Syrians are feeling now that they were abandoned and left alone during the last 20 month to face their fate on the hands of the most brutal dictatorship left on the planet, they are desperate, and when the earthly doors are closed, people tend to look for a heavenly succor. That is why in my opinion the Syrian revolution is increasingly having an Islamic seal. As it is very well known, despair when mixed with religious fanaticism is a receipt for hell. 

There is no doubt that there is no going back for Syria, and the current regime won’t survive for long. What is on stake here is how much of damage it can inflict on the country, the state and the society before it collapses.
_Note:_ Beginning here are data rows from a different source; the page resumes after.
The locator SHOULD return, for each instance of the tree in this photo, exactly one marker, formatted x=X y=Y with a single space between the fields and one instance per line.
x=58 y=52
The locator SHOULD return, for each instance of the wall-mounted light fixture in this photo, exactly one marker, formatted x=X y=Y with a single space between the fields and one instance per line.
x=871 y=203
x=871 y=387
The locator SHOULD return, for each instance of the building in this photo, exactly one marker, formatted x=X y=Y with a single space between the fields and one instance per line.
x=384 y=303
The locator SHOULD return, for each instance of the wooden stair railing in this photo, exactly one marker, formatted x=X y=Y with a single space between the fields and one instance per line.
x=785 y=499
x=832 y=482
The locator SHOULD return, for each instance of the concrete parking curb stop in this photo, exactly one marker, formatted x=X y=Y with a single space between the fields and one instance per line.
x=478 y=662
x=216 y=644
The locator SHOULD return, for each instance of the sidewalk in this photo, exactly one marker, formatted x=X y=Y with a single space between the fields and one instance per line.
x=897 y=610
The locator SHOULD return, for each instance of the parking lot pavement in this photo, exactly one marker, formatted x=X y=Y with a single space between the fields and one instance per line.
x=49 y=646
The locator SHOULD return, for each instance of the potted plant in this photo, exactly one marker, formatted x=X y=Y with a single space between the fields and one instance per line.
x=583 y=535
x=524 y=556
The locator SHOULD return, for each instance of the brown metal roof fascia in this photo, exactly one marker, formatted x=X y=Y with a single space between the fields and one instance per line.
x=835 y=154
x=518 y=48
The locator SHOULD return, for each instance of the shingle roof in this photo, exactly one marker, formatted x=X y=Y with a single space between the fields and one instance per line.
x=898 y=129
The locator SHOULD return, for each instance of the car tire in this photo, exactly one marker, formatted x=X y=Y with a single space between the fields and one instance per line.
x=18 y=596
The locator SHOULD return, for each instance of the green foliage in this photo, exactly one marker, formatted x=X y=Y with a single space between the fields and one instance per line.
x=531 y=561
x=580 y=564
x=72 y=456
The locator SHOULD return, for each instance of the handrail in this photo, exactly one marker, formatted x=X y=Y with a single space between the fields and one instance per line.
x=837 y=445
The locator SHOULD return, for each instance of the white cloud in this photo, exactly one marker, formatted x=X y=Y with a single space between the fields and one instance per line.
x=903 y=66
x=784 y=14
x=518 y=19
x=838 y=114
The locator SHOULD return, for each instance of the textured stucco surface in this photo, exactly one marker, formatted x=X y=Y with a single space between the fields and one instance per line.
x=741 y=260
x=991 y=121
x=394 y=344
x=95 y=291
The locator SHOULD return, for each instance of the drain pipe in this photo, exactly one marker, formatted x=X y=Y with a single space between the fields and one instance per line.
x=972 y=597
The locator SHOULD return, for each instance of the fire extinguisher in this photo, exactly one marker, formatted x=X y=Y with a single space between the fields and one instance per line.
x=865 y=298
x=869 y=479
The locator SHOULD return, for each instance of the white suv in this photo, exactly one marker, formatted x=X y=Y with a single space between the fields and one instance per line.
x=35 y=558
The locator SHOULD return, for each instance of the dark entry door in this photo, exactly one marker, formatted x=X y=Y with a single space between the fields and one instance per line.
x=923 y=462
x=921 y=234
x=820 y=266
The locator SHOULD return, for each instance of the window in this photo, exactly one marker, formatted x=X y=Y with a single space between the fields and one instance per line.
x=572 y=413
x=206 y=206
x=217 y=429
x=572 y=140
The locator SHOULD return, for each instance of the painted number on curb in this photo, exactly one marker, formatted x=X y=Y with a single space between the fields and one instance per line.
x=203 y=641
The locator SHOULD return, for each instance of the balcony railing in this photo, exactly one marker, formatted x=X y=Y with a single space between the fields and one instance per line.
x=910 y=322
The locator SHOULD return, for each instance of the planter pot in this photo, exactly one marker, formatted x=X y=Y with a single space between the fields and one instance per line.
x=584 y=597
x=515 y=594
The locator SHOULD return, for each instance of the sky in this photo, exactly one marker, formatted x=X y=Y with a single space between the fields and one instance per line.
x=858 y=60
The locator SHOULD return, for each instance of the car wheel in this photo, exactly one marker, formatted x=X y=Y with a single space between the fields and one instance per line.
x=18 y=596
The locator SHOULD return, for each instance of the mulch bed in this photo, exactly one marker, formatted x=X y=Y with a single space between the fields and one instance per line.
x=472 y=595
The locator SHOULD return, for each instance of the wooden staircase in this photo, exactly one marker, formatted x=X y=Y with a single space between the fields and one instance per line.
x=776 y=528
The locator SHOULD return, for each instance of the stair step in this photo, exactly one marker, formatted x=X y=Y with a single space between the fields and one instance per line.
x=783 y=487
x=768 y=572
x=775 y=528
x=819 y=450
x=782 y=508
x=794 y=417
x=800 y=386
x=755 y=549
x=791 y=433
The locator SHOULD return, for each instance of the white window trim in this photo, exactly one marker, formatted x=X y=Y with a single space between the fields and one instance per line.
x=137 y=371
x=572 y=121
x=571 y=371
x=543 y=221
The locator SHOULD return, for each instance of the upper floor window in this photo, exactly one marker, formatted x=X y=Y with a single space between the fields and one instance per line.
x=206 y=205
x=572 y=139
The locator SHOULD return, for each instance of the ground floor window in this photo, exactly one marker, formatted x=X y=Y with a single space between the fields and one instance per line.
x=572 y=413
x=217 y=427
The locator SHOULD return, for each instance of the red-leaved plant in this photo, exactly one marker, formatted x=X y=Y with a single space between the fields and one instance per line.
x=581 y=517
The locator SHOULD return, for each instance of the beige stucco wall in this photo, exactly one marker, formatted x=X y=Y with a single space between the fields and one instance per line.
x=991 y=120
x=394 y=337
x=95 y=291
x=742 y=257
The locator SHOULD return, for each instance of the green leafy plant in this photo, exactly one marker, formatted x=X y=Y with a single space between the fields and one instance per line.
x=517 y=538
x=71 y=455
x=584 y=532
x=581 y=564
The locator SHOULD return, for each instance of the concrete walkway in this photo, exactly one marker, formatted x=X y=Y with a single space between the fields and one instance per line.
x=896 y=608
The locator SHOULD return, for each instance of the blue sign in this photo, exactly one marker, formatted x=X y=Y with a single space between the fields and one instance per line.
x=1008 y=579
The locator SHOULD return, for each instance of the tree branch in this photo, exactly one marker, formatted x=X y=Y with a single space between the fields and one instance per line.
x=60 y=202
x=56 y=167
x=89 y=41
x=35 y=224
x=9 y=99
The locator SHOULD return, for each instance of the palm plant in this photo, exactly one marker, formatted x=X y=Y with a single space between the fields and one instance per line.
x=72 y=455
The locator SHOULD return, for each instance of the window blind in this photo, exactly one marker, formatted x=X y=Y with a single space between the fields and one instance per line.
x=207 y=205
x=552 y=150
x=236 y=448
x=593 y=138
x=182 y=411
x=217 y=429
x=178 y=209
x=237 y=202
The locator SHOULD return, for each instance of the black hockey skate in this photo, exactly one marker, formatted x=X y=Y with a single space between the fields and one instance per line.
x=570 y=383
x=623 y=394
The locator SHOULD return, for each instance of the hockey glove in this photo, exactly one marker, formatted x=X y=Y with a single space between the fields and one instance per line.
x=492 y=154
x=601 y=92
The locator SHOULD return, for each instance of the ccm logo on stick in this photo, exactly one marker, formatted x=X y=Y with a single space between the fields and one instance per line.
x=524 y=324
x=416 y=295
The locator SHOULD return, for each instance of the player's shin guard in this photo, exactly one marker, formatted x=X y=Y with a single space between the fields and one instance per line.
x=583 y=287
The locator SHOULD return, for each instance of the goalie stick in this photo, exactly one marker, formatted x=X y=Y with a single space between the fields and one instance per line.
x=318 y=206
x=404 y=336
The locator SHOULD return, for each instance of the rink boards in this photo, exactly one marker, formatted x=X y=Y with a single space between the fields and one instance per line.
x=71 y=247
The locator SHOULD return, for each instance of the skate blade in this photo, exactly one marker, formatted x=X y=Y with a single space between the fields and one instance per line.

The damage done till the moment is already big enough and the price the Syrian people have payed so far is too high. 

There is no point of arguing anymore about what should have been done to avoid the slipping of the uprising towards an armed struggle, nor accusing it of taking a fundamental turn, because as I mentioned previously how ever things seem to be ugly in the moment they will turn uglier in the coming months if we don’t have an immediate action. Blame and bemoaning won’t lead us anywhere.

What I mean by action has to take several aspects: political, humanitarian, peace making, rebuilding plans, etc...

The diplomatic failure of the international community is unacceptable, nor the way of putting the Syrian people in front of two hard choices: being slaughtered on a daily basis or asking for a NATO intervention that won’t come but in the last moment. The inability of the international diplomacy to produce a diplomatic resolution of the Syrian crisis is shameful in a way and unbelievable in another.

The history shows that most of our fears of coming sectarian violence are justified, especially that the bad experience of surrounding countries like Lebanon and Iraq are so vividly present in our collective consciousness. On the other hand, the daily experience of surviving in the current Syria shows that this can be avoided when Syrians from different sectarian and ethnic pertinences work hand in hand to serve their citizens. That is at least what the daily experience of volunteers who are organizing life and relief efforts in every Syrian city shows. Our young Syrians are discovering through this crisis each others, they are discovering deprived towns and neighborhoods that they weren’t aware of their existence, they are discovering a Syria that they never knew about, and they are doing what ever they can to preserve it from becoming a living hell. The international community is called to support those brave women and men that can be found in each village, town and neighborhood around Syria, to help them rebuild their country, because this alone what could prevent a complete chaos in the future.